De esa forma, entonces, el gobernante democrático acata el mandato popular; respeta la Ley; honra su juramento; parte cuando debe partir, no obstante sus extraordinarios méritos, como lo ha hecho la mayoría que los que fueron investidos por la voluntad democrática, y hasta varios que ascendieron al poder por razones y formas extraordinarias y momentáneas: lo hizo el Libertador en 1830 sin ensangrentar a la Nación; lo hizo contemporáneamente el general Charles de Gaulle, por ejemplo, aceptando la incontenible voluntad de Francia en 1969, aun cuando su mandato concluía en 1972, entre tantos otros casos.
El demócrata acepta la voluntad general; el dictador la desconoce; el demócrata acepta la derrota y consigna a su sucesor el poder con responsabilidad política. El dictador resiste: se apropia de la República; la República es su feudo; sacrifica a la Nación y mancha con un acto indebido de fuerza y desconocimiento la toga blanca de la magistratura.
Una vez, hace muchos años, en mí juventud, asistí a un masivo acto de esos significativos cuando en el Nuevo Circo de Caracas se concentraban las multitudes para los grandes mítines. Estaban allí los dirigentes y varios de ellos decían sus discursos. En un momento dado, hizo presencia un hombre serio, adusto, un hombre que venía de las más elevadas posiciones parlamentarias y políticas. Había sido presidente de un partido relevante; había sido presidente de una de las cámaras del Congreso; había cedido su inobjetable ascenso a la candidatura presidencial en favor de otro compañero. Aquel hombre, allí simplemente era él: él y su historia, él y su prestigio; él y su conciencia limpia; callado, honesto, respetable, sereno, se llamó Antonio Léidenz, un político sin tacha, un político ejemplar que Venezuela debe recordar y honrar.
Allí, en ese instante, recibió el homenaje singular del pueblo, el pueblo le aplaudió de manera sostenida en gesto de general aprobación por sus virtudes y sus logros, y él, respetuoso, permaneció allí ante el juicio aprobatorio y enaltecedor de la Nación.

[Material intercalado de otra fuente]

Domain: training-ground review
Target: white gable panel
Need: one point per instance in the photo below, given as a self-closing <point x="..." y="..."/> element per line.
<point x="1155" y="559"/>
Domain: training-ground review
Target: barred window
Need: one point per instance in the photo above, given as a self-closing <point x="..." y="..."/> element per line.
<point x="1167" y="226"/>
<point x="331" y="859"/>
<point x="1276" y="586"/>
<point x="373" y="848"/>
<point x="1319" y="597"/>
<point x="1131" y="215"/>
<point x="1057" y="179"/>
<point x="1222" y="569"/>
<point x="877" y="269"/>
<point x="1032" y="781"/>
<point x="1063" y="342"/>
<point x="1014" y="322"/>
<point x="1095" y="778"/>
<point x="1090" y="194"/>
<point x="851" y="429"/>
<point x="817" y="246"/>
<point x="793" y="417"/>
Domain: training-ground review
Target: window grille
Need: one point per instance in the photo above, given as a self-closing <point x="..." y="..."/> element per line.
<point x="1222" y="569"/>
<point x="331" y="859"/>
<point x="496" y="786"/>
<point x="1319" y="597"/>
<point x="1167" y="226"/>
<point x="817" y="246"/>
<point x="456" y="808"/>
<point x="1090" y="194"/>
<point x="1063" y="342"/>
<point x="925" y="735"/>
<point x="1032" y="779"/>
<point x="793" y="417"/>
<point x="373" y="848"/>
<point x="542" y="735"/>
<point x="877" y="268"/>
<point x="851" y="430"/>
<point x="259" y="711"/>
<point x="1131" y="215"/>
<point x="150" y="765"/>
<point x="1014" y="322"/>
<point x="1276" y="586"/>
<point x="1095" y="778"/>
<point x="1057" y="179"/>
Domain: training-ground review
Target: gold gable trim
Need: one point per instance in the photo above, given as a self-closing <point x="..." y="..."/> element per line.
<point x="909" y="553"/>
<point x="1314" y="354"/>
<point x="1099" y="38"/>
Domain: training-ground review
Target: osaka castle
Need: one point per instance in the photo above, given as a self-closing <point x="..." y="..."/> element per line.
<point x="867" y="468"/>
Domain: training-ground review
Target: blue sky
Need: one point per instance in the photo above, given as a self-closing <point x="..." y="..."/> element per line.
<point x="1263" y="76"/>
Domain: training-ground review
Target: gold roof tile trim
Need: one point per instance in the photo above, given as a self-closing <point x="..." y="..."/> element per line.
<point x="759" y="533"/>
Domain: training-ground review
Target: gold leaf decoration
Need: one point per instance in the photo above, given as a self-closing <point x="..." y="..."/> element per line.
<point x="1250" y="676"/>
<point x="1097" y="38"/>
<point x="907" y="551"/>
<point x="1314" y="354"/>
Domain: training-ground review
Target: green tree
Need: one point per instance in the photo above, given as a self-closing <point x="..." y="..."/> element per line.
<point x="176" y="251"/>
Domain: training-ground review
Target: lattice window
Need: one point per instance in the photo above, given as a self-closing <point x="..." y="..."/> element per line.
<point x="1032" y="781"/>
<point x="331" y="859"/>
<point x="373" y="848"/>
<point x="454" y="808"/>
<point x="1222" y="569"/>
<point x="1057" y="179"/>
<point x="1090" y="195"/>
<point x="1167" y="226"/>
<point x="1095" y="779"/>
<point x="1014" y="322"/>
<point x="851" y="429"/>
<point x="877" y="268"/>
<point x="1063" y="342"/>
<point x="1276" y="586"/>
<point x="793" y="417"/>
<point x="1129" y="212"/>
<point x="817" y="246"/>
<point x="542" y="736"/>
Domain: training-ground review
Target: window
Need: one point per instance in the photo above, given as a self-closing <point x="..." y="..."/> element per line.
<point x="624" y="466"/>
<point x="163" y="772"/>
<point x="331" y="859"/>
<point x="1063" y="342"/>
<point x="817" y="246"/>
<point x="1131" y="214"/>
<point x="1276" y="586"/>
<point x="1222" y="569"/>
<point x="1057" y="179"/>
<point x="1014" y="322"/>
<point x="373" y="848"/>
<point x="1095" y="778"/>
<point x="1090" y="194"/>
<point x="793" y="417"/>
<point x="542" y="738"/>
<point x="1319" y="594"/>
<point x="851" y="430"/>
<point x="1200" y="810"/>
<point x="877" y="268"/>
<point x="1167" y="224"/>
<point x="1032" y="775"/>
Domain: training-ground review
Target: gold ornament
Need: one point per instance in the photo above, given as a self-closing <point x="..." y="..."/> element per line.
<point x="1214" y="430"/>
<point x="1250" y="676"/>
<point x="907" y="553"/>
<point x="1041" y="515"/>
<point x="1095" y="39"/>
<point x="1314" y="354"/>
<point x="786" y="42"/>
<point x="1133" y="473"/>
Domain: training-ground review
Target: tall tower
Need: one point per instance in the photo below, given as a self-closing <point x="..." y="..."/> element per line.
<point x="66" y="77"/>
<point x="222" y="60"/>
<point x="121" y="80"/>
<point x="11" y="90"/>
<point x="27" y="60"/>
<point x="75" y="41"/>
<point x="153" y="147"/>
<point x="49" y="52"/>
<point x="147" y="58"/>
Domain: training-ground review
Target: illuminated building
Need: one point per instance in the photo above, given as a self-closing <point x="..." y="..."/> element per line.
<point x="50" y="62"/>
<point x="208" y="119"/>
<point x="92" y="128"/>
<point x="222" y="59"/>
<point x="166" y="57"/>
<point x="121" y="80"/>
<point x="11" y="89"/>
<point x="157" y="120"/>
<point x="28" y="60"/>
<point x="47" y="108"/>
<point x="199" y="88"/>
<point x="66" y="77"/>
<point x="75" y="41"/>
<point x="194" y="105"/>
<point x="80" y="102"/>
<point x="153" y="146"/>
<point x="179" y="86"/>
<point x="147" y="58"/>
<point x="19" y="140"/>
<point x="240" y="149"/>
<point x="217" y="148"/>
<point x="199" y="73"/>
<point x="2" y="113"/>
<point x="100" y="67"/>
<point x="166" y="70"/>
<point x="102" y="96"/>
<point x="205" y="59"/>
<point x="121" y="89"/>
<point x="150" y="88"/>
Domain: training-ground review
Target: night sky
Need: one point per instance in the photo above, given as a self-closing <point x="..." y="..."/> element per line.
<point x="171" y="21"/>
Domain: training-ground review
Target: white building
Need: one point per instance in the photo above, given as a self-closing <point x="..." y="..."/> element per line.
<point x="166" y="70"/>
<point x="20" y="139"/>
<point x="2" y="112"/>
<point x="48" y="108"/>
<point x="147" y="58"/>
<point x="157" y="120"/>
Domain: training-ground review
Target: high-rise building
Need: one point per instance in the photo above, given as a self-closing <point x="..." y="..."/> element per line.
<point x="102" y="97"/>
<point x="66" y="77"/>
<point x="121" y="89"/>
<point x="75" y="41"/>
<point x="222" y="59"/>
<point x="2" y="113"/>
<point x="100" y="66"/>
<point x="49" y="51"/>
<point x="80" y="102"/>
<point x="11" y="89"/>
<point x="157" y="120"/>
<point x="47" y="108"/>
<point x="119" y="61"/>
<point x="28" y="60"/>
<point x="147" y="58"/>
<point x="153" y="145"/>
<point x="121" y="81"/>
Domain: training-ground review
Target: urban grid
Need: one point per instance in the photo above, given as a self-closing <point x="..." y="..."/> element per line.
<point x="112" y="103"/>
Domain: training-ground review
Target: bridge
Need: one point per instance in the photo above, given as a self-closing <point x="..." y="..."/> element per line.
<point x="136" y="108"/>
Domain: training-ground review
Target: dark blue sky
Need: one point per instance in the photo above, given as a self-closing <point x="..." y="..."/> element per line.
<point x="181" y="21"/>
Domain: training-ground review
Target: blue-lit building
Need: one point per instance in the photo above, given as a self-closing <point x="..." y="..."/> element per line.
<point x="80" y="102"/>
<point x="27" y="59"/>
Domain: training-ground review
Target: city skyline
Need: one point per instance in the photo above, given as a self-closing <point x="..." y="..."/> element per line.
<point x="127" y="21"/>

¡Qué acudan los políticos de hoy de la misma manera ante el jurado nacional; qué el pueblo libre que determine su escogencia; qué el pueblo sea el soberano, consciente, valeroso, decidido, cívico, ejemplar!
Voz del pueblo, voz de Dios… , y después, cuando el pueblo se sienta escuchado y obedecido en su mandato inobjetable, rectamente establecido voto a voto, que salga con júbilo a las calles en paz con absoluto civismo; que sienta la alegría de la victoria sin humillar al otro recordando la máxima de Sucre: “…honor al vencido…”, y en medio de esa hora de exaltación republicana, la Patria, que es una mujer hermosa, la Patria salude a la Venezuela triunfadora, a la Venezuela libre para todos.